After a day of bright sky and warm sun, we said goodbye to Hay with clouds building up on the horizon. It was a short 200km drive down to Echuca on the Murray River.
Echuca is a large town on the Victorian side of the Murray, with Moama, also a large town, on the opposite, NSW bank. The border between the states is actually along the southern bank of the river, so you can be sitting with your fishing rod on the Victorian bank, catching NSW fish. Before federation in 1901, the two states had customs offices controlling traffic across the river. These days restrictions like that only happen during covid pandemics. But that’s another story.
The weather darkened the further south we went and the rain arrived at about the same time we did. The temperature also dropped a good ten degrees. As far as we were concerned it was fff..reezing. And although we’d brought coats and jeans we weren’t prepared for cold. So, we went off to the nearest Big W (a cheap department store) where we bought some warmer clothes.
That done, we booked into our motel. It had been a long several days, the weather was awful, and the town was full of Victorians enjoying a long weekend we hadn’t known about. We stayed in and watched Rocky IV (a truly silly movie) on the TV. Dinner was a handful of cheds and cheese slices we’d bought at Woolies.
By the next morning the clouds were on their way and the weather warmed. We went down to the Beechworth Bakey for breakfast. It’s in a lovely old building on the banks of the Campaspe River, a tributary of the Murray. We had a egg, bacon, and cheese toasted sandwich with excellent coffee in a lovely setting. We’d be coming back tomorrow morning, hopefully with fewer people around.
Breakfast done, we hit the tourist trail and bagged a parking spot beside Echuca’s old port. The precinct has been preserved as it was, with its dirt main street and old buildings beside the wharf where paddle streamers transported goods up and down the river. It’s a pretty spot, with lots of river red gums amongst the Victorian and Edwardian buildings. Flocks of yelling corellas live in the big trees on the opposite bank, swooping over the water and landing on waterlogged branches for a drink and a bath, all adding to the character of the place.
We’d been here several times before, the first being in 1996. We stayed overnight in one of the old pubs, complete with creaking floorboards and rickety stairs. It was great fun wandering around the old wharf. Because of the inevitable floods, the wharf is built high above the river’s normal height, so getting down to the old steamers can be an adventure. Or used to be. These days, everything’s fenced off. It’s a shame.
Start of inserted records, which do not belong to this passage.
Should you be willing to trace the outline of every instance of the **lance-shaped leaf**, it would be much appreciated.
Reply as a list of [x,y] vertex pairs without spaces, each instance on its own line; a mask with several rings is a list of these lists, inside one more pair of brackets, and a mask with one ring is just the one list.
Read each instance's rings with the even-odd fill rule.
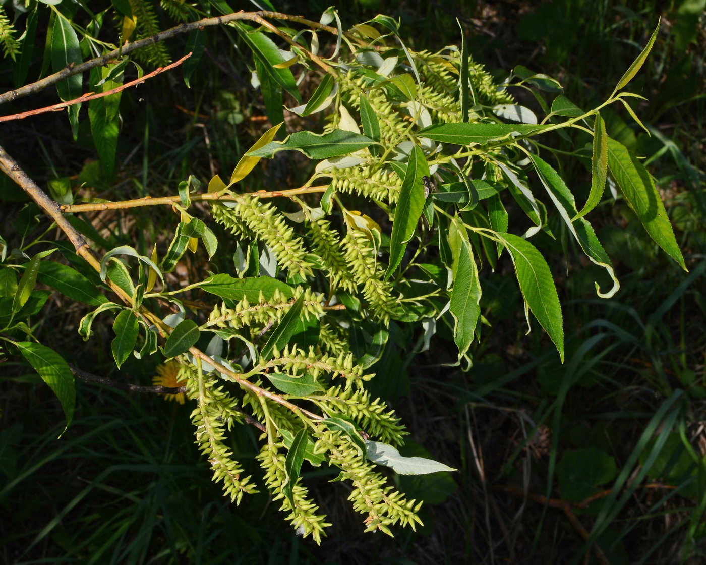
[[424,187],[422,177],[429,174],[429,165],[421,150],[414,145],[402,182],[400,197],[395,208],[395,221],[390,237],[390,264],[385,280],[395,271],[405,255],[407,242],[414,234],[417,222],[424,208]]
[[172,331],[164,344],[164,355],[174,357],[189,351],[198,341],[198,326],[193,320],[182,320]]
[[108,302],[95,285],[67,265],[42,261],[37,279],[71,299],[89,306],[100,306]]
[[135,348],[137,335],[140,332],[137,318],[132,311],[123,310],[115,317],[113,331],[115,332],[115,338],[110,344],[110,349],[113,352],[115,364],[120,369],[120,366],[125,362],[130,352]]
[[337,85],[334,85],[333,75],[325,74],[321,82],[318,83],[316,90],[313,91],[309,101],[303,106],[297,106],[296,108],[287,108],[287,109],[299,116],[309,116],[310,114],[316,114],[328,108],[333,102],[336,93],[338,92]]
[[234,278],[225,273],[209,277],[191,287],[201,288],[212,295],[232,300],[246,298],[250,304],[260,300],[261,292],[265,300],[270,300],[275,295],[275,290],[279,290],[285,298],[293,296],[292,287],[271,277]]
[[15,291],[15,296],[12,301],[12,311],[13,313],[20,311],[20,309],[25,305],[25,302],[30,297],[32,291],[35,290],[41,260],[55,251],[56,251],[56,247],[46,251],[40,251],[30,259],[30,262],[27,263],[25,272],[22,275],[22,278],[20,279],[17,285],[17,290]]
[[608,172],[608,135],[606,124],[600,114],[596,114],[596,121],[593,126],[593,156],[591,158],[591,191],[583,210],[574,219],[583,218],[598,206],[606,188],[606,177]]
[[321,135],[311,131],[297,131],[284,141],[272,141],[246,155],[269,158],[277,151],[293,149],[311,159],[328,159],[364,149],[373,143],[369,137],[342,129],[335,129]]
[[325,390],[311,375],[292,376],[284,373],[265,373],[265,376],[277,390],[294,396],[309,396]]
[[539,175],[539,180],[544,185],[549,197],[559,211],[561,219],[564,220],[569,231],[581,246],[583,252],[592,262],[599,267],[603,267],[613,280],[613,288],[605,293],[601,292],[598,283],[596,282],[596,292],[598,295],[602,298],[610,298],[618,292],[620,283],[616,277],[610,258],[601,245],[593,228],[585,218],[571,219],[576,215],[576,203],[573,194],[564,184],[559,174],[549,163],[536,155],[530,155],[530,158],[532,159],[537,174]]
[[240,37],[253,52],[256,60],[268,69],[277,84],[291,94],[297,102],[301,103],[301,96],[297,88],[294,76],[289,69],[282,69],[280,66],[282,63],[287,62],[288,59],[282,54],[275,42],[261,32],[249,31],[251,28],[247,25],[238,23],[236,28]]
[[23,357],[56,395],[66,417],[68,428],[73,418],[73,407],[76,399],[73,375],[68,364],[56,351],[46,345],[30,341],[20,341],[16,345]]
[[[282,127],[282,123],[277,124],[276,126],[273,126],[270,128],[270,129],[263,133],[260,136],[260,138],[256,141],[255,144],[248,150],[256,151],[261,147],[266,145],[275,138],[275,136],[277,135],[277,132],[279,131],[280,127]],[[230,175],[231,184],[238,182],[239,181],[241,181],[244,179],[254,168],[255,165],[258,164],[258,161],[259,161],[261,157],[249,157],[247,155],[244,155],[241,157],[240,160],[238,161],[238,164],[233,170],[233,174]],[[222,184],[223,182],[220,180],[220,177],[218,177],[217,175],[214,177],[213,179],[211,179],[211,182],[213,182],[217,177],[218,178],[218,180],[220,181],[220,183]],[[225,185],[224,184],[222,188],[225,189]],[[216,189],[215,190],[211,190],[211,184],[208,184],[209,192],[215,192],[217,190],[220,189],[220,188]]]
[[509,137],[514,133],[526,136],[537,133],[549,126],[535,124],[435,124],[420,129],[417,133],[443,143],[468,145],[471,143],[484,145]]
[[647,59],[647,55],[650,54],[650,51],[652,49],[652,45],[654,44],[654,40],[657,39],[657,32],[659,31],[659,22],[657,22],[657,27],[654,28],[652,35],[650,36],[647,44],[645,46],[645,49],[642,49],[642,53],[638,55],[638,58],[633,61],[633,64],[628,67],[628,70],[625,71],[625,74],[618,81],[618,84],[616,85],[616,89],[613,91],[614,93],[618,92],[621,88],[627,85],[632,80],[633,77],[638,73],[638,71],[640,71],[640,67]]
[[361,455],[365,453],[365,442],[352,420],[342,416],[335,416],[326,418],[323,420],[323,422],[328,427],[329,429],[343,432],[344,435],[347,436],[348,439],[353,442],[353,445],[360,451]]
[[[373,141],[380,143],[380,122],[375,110],[364,96],[360,97],[360,121],[363,126],[363,133]],[[373,157],[378,157],[380,152],[379,145],[373,144],[370,146],[370,153]]]
[[637,157],[618,141],[608,141],[608,167],[628,206],[650,236],[684,270],[684,258],[652,176]]
[[292,305],[277,325],[275,331],[263,347],[260,355],[263,359],[271,359],[275,348],[282,350],[291,340],[292,338],[299,333],[301,330],[299,315],[301,307],[304,303],[304,294]]
[[453,467],[424,457],[405,457],[393,446],[380,441],[366,441],[366,456],[373,463],[390,467],[400,475],[428,475],[438,471],[455,471]]
[[475,335],[480,316],[481,285],[478,268],[473,258],[470,243],[461,240],[458,263],[451,290],[449,309],[455,321],[453,340],[458,347],[459,359],[465,355]]
[[292,489],[299,480],[299,471],[301,470],[301,463],[304,460],[304,455],[306,453],[306,429],[302,428],[294,436],[292,442],[292,446],[287,453],[285,459],[285,471],[287,472],[287,484],[282,489],[282,494],[287,496],[292,504],[294,506],[294,499],[292,496]]
[[510,251],[520,290],[530,310],[556,345],[564,360],[564,330],[561,306],[549,266],[530,242],[514,234],[498,233]]

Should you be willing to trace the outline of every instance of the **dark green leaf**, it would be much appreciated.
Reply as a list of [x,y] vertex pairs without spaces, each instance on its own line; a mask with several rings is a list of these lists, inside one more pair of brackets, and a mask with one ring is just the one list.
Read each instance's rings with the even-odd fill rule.
[[294,149],[311,159],[328,159],[364,149],[371,143],[373,140],[370,138],[342,129],[334,129],[321,135],[311,131],[297,131],[284,141],[270,141],[246,155],[269,158],[277,151]]
[[328,429],[334,432],[342,432],[343,434],[348,436],[348,439],[353,442],[353,445],[359,450],[361,455],[365,453],[365,442],[363,438],[358,433],[358,429],[352,422],[340,417],[326,418],[323,421]]
[[606,188],[606,176],[608,172],[608,143],[606,124],[600,114],[596,114],[593,126],[593,156],[591,159],[591,191],[588,194],[586,206],[576,215],[582,218],[598,206]]
[[292,305],[287,314],[282,317],[280,323],[260,352],[260,355],[263,359],[271,359],[275,347],[281,350],[289,343],[292,336],[301,331],[299,315],[301,313],[301,305],[304,302],[304,295],[302,294]]
[[508,233],[498,233],[498,236],[512,256],[520,290],[527,306],[549,334],[563,362],[561,306],[549,266],[542,254],[527,239]]
[[481,313],[481,285],[470,243],[462,240],[460,251],[449,306],[455,321],[453,340],[458,346],[459,358],[466,355],[473,341]]
[[73,418],[76,393],[73,375],[66,362],[53,349],[40,343],[20,341],[16,345],[25,359],[56,395],[64,410],[68,428]]
[[596,292],[598,295],[602,298],[610,298],[620,288],[620,283],[616,278],[610,258],[603,249],[603,246],[601,245],[598,237],[596,237],[591,225],[582,218],[576,220],[572,220],[576,216],[576,203],[574,201],[573,195],[564,184],[559,174],[549,163],[536,155],[530,155],[530,157],[537,174],[539,175],[539,179],[544,185],[544,188],[546,189],[546,191],[554,203],[554,206],[556,206],[556,209],[559,211],[561,219],[563,220],[572,235],[580,244],[583,252],[586,254],[592,262],[604,268],[612,279],[613,288],[608,292],[601,292],[598,283],[596,283]]
[[407,242],[414,234],[417,222],[424,207],[422,177],[429,174],[429,166],[426,158],[421,150],[414,145],[409,155],[409,161],[400,189],[400,198],[395,208],[395,221],[390,237],[390,263],[385,273],[385,280],[397,268],[405,255]]
[[189,351],[198,340],[198,326],[193,320],[182,320],[172,331],[164,344],[164,355],[174,357]]
[[294,396],[309,396],[325,390],[311,375],[292,376],[283,373],[265,373],[265,376],[278,391]]
[[686,270],[684,258],[652,176],[625,145],[606,137],[608,166],[626,201],[657,245]]
[[[277,69],[274,65],[286,62],[287,59],[282,54],[277,45],[264,33],[258,31],[248,31],[248,26],[238,24],[236,26],[240,37],[243,38],[248,47],[253,52],[256,61],[259,61],[275,81],[282,88],[288,92],[299,104],[301,103],[301,96],[297,88],[297,81],[289,69]],[[279,124],[279,121],[274,122]]]
[[222,273],[209,277],[195,286],[222,298],[239,301],[246,298],[251,304],[260,301],[261,292],[265,300],[271,299],[275,290],[279,290],[285,298],[293,296],[292,287],[271,277],[234,278]]
[[510,137],[513,133],[522,136],[541,133],[549,126],[539,126],[534,124],[435,124],[420,129],[417,132],[420,137],[441,141],[443,143],[453,143],[467,145],[471,143],[484,145],[490,141],[498,141]]
[[22,278],[20,279],[20,282],[17,285],[17,290],[15,292],[15,297],[12,302],[13,312],[20,311],[20,309],[27,302],[27,299],[30,297],[32,291],[35,290],[35,286],[37,285],[37,275],[40,272],[40,261],[56,250],[56,248],[54,248],[49,251],[40,251],[30,259],[30,262],[27,263],[25,272],[22,275]]
[[110,349],[113,352],[115,364],[120,369],[130,352],[135,348],[137,335],[140,332],[137,318],[131,310],[123,310],[115,317],[113,331],[115,332],[115,338],[110,344]]
[[287,481],[282,492],[289,499],[292,508],[294,506],[294,501],[292,496],[292,489],[299,479],[299,471],[301,470],[301,463],[304,463],[304,455],[306,453],[306,428],[302,428],[297,433],[285,459],[285,471],[287,472]]
[[89,306],[100,306],[108,302],[95,285],[66,265],[42,261],[37,278],[42,284],[56,289],[73,300]]
[[[378,116],[365,96],[360,97],[360,120],[363,126],[363,133],[373,141],[380,142],[380,122]],[[370,145],[370,153],[373,157],[378,157],[381,148],[374,143]],[[322,203],[323,207],[323,203]]]

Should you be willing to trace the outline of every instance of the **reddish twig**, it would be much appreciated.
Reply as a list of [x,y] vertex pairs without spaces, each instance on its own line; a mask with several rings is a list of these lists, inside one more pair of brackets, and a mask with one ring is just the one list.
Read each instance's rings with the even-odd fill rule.
[[[73,373],[74,375],[78,376],[82,381],[98,383],[99,384],[110,386],[113,388],[119,388],[121,391],[128,391],[131,393],[141,393],[143,394],[183,394],[186,392],[186,386],[161,386],[159,385],[156,386],[143,386],[139,384],[119,383],[117,381],[112,381],[104,376],[98,376],[97,375],[94,375],[91,373],[87,373],[85,371],[82,371],[80,369],[78,369],[73,365],[69,365],[68,368],[71,369],[71,372]],[[244,417],[244,420],[246,423],[250,424],[251,426],[255,426],[255,427],[261,432],[267,432],[267,428],[265,427],[264,424],[261,424],[254,418],[251,418],[248,415],[245,410],[237,406],[234,406],[232,408],[236,412],[239,412],[243,415]]]
[[169,71],[174,69],[175,66],[179,66],[184,61],[191,56],[191,53],[188,53],[184,55],[179,61],[172,63],[167,66],[160,66],[155,69],[149,74],[146,74],[141,78],[138,78],[135,81],[131,81],[129,83],[126,83],[116,88],[113,88],[111,90],[106,90],[104,93],[98,93],[97,94],[94,94],[93,93],[87,93],[86,94],[79,96],[78,98],[74,98],[73,100],[66,100],[66,102],[62,102],[59,104],[54,104],[52,106],[47,106],[45,108],[38,108],[36,110],[29,110],[28,112],[22,112],[19,114],[11,114],[8,116],[0,116],[0,121],[10,121],[13,119],[24,119],[25,118],[29,117],[30,116],[35,116],[37,114],[44,114],[47,112],[58,112],[63,108],[68,107],[68,106],[73,106],[75,104],[81,104],[84,102],[88,102],[89,100],[95,100],[97,98],[102,98],[104,96],[110,96],[112,94],[116,94],[119,93],[121,90],[124,90],[126,88],[129,88],[131,86],[136,86],[137,85],[142,84],[148,79],[152,78],[154,76],[160,73],[164,73],[165,71]]

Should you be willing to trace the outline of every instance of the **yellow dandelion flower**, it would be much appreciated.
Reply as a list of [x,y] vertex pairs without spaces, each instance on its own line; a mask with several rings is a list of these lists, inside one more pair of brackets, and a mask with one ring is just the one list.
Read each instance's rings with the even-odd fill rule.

In 1996, having never been on a paddle steamer before, we decided we had to go on a one-hour trip on the river in the PS Pevensey, It was a particularly windy day but we didn’t think that would matter. Pevensey’s boilers heated, the paddles turned, and the captain set off a little late. The vessel covered not even a hundred metres when she was blown onto the mudbank a little past the wharf. And there she stayed. The captain clambered over the side and slushed through the mud to fetch a plank, which we all used to disembark, a truly unforgettable experience. We got our money back. Nine years later we did an overnight cruise on the EmmyLou for my birthday so we didn’t feel the need to go cruising again.
These days, people can hire a powered houseboat to do their own Murray River adventure. It would usually make a lovely holiday. I’m sure that’s what the group of nine ladies, several pregnant, thought when they hired a houseboat for the long weekend. All went well until they encountered a group of twelve young men on another houseboat. Here’s what happened.
And that, folks, is why women need their own safe places. If the perpetrators are tourists they should be chucked out of the country.
For dinner that night we availed ourselves of the club’s courtesy bus to visit the Moama Bowls club. Clubs in these places offer meals at reasonable prices. As it happened, we spent a few dollars on the poker machines – and did rather well. But rest assured we know it’s a mug’s game.